In the NPS, you can withdraw 60% of the corpus as a lump sum when you reach 60 and use the remaining 40% to purchase an annuity plan that will give you a pension. Another financial product you can consider investing in is a unit-linked insurance plan (ULIP). ULIPs offer the double benefit of insurance and investment in a single product and are valid for five years.
However, to maximize the gains from ULIPs, you need to stay invested for a long time, beyond five years.
4. Invest in stocks
Stocks are volatile, especially in the short term. However, they can be just as rewarding and have the potential to generate returns that exceed inflation over the long term. Panic and exit following short-term market fluctuations can convert theoretical losses into real losses.
The allure of earning inflation-indexed returns from stocks keeps many investors attached to their investments for long periods of time. And they are also rewarded for it. For example, when markets plunged in March 2020 after Covid-19 was declared a pandemic by the World Health Organization (WHO), many investors remained engaged despite their returns in the red category.
Their persistence eventually paid off, with markets recovering surprisingly well. Yields soared and soon investors were sitting on sizable gains. Investing in stocks also builds patience to stay committed for long periods of time.
5. Ignore market noise
Markets are full of opinions and views that seem to fly in droves and fast, especially when things go a little wrong. Suddenly, you will find that everyone becomes an expert and shares opinions. To invest for the long term, you need to ignore the noises because they end up being distractions that can interfere with your goals.

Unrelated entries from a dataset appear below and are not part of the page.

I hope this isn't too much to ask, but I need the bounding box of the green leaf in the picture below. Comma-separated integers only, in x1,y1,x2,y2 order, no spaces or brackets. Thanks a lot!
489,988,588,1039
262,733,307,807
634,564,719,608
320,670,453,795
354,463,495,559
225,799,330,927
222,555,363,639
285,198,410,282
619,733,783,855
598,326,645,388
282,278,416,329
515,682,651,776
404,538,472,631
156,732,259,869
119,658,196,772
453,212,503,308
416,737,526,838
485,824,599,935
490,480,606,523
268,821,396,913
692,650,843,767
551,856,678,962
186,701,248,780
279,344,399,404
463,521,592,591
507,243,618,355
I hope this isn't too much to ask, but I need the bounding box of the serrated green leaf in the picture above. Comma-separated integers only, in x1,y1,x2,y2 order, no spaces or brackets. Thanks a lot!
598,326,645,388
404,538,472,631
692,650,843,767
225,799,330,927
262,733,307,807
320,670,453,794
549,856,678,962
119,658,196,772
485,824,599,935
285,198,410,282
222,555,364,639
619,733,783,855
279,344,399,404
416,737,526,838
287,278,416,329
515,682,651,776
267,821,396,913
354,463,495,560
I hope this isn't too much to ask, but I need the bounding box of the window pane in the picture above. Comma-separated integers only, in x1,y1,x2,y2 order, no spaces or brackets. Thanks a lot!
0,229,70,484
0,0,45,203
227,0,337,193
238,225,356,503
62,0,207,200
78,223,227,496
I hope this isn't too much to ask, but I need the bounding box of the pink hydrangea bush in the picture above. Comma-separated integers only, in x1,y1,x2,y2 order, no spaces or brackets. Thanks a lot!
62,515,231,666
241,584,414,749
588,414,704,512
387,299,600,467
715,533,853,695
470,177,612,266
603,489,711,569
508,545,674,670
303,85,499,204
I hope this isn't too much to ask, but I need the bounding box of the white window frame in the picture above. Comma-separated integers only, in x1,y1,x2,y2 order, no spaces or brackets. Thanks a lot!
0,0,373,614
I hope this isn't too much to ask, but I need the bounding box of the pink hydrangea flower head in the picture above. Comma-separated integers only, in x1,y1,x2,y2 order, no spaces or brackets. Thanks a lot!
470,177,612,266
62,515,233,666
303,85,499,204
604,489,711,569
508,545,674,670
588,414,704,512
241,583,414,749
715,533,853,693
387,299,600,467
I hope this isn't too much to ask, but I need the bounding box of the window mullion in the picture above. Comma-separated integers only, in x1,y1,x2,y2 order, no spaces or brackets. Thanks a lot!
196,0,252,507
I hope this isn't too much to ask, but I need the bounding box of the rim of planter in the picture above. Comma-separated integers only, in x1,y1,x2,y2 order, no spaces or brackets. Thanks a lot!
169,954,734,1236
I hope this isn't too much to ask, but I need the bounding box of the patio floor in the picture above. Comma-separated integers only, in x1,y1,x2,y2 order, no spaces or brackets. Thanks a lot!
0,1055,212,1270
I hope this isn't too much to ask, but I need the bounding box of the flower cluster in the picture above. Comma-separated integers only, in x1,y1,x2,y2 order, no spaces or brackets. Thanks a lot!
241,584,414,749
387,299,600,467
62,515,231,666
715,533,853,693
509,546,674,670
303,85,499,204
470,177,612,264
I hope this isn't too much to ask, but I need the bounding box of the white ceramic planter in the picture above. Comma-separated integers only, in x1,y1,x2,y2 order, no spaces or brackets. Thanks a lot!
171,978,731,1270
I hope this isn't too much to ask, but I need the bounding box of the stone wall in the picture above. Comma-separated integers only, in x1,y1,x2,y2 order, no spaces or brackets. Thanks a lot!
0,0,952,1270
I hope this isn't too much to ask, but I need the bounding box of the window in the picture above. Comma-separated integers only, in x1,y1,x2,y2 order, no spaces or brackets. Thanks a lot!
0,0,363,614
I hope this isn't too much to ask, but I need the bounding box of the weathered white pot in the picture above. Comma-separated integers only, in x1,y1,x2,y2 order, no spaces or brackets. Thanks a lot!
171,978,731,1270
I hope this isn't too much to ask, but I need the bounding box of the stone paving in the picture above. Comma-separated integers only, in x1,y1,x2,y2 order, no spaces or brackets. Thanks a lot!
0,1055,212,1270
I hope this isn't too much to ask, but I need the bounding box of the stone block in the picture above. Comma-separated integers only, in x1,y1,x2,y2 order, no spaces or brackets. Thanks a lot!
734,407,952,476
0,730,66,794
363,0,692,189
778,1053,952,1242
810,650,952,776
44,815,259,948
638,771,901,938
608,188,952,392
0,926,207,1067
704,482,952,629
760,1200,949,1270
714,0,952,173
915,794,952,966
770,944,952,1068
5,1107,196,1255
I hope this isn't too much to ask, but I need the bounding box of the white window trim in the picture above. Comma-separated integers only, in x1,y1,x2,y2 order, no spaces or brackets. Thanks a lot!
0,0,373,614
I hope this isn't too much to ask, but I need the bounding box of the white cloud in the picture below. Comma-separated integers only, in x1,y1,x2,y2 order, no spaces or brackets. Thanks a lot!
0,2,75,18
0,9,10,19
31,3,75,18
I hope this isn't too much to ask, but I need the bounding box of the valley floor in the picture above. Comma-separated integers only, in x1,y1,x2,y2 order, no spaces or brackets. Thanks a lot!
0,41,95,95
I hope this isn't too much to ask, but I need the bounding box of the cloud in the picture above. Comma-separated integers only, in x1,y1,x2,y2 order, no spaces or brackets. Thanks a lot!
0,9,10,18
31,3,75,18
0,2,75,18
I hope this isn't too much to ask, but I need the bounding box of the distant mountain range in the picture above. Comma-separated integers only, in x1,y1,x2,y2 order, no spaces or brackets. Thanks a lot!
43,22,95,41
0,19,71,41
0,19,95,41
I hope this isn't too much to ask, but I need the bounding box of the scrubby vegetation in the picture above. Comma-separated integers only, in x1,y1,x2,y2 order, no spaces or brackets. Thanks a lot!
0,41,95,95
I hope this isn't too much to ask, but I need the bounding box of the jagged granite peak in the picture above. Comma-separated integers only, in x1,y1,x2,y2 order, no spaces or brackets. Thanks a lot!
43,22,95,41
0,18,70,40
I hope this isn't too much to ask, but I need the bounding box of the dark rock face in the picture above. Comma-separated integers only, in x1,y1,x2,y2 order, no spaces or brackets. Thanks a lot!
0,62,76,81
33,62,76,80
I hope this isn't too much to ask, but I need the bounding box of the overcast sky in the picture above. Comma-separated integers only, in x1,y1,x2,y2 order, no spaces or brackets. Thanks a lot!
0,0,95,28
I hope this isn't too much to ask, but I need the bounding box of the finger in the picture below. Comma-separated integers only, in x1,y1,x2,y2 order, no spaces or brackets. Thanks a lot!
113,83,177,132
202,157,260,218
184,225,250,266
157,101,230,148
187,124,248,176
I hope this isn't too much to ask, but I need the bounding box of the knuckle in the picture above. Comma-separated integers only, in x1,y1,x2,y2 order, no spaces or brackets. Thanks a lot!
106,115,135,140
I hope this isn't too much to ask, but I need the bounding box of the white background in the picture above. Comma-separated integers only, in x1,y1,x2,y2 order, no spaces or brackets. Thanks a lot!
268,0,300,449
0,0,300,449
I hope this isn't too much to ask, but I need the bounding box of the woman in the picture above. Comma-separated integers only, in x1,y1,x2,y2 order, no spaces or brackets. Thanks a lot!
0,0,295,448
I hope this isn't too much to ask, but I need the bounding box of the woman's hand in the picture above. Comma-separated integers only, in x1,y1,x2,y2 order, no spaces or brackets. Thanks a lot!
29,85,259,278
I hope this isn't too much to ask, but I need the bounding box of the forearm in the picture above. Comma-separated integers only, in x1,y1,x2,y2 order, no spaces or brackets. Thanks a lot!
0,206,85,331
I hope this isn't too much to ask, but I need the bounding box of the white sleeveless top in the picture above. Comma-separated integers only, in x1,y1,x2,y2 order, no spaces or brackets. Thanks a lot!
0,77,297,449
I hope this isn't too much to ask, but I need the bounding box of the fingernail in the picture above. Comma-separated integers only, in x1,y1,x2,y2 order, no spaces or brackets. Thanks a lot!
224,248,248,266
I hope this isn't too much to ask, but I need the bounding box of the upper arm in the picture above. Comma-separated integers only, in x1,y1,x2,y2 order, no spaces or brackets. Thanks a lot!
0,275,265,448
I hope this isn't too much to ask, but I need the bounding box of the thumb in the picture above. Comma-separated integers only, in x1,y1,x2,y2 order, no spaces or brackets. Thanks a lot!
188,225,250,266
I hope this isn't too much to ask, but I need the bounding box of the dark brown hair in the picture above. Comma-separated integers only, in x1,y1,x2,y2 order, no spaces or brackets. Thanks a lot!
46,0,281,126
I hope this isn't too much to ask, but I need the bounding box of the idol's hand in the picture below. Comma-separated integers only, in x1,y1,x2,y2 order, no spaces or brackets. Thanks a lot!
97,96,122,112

Consult your financial advisor, who understands your financial plan, your positioning and your objectives if the situation requires it. More often than not, market noises force investors to act on impulse, resulting in erroneous investment decisions. Therefore, look at the big picture and stay committed to your goals.
6. Diversify
While individual brilliance can help you win a game or two, it takes collective effort to win. The same is true for long-term investing. You cannot or rather should not depend on a single financial instrument.
Diversify your holdings across different asset classes – stocks, bonds, gold, among others – and also within an asset class. For example, within stocks, divide your investments into large-cap, mid-cap, and small-cap funds. Diversification will provide stability to your portfolio and balance risk and reward.
Optimal diversification is an effective risk hedging strategy. A fundamental investment principle, optimal diversification also increases returns because market events affect each asset class differently.
Conclusion
Long-term investing requires periodic review. This is because situations change over time. The review will help you weed out laggards and tailor your investments to your goals. Long-term investing has multiple advantages. Making the right choice can help you stay on a solid financial footing and be on the path to financial freedom.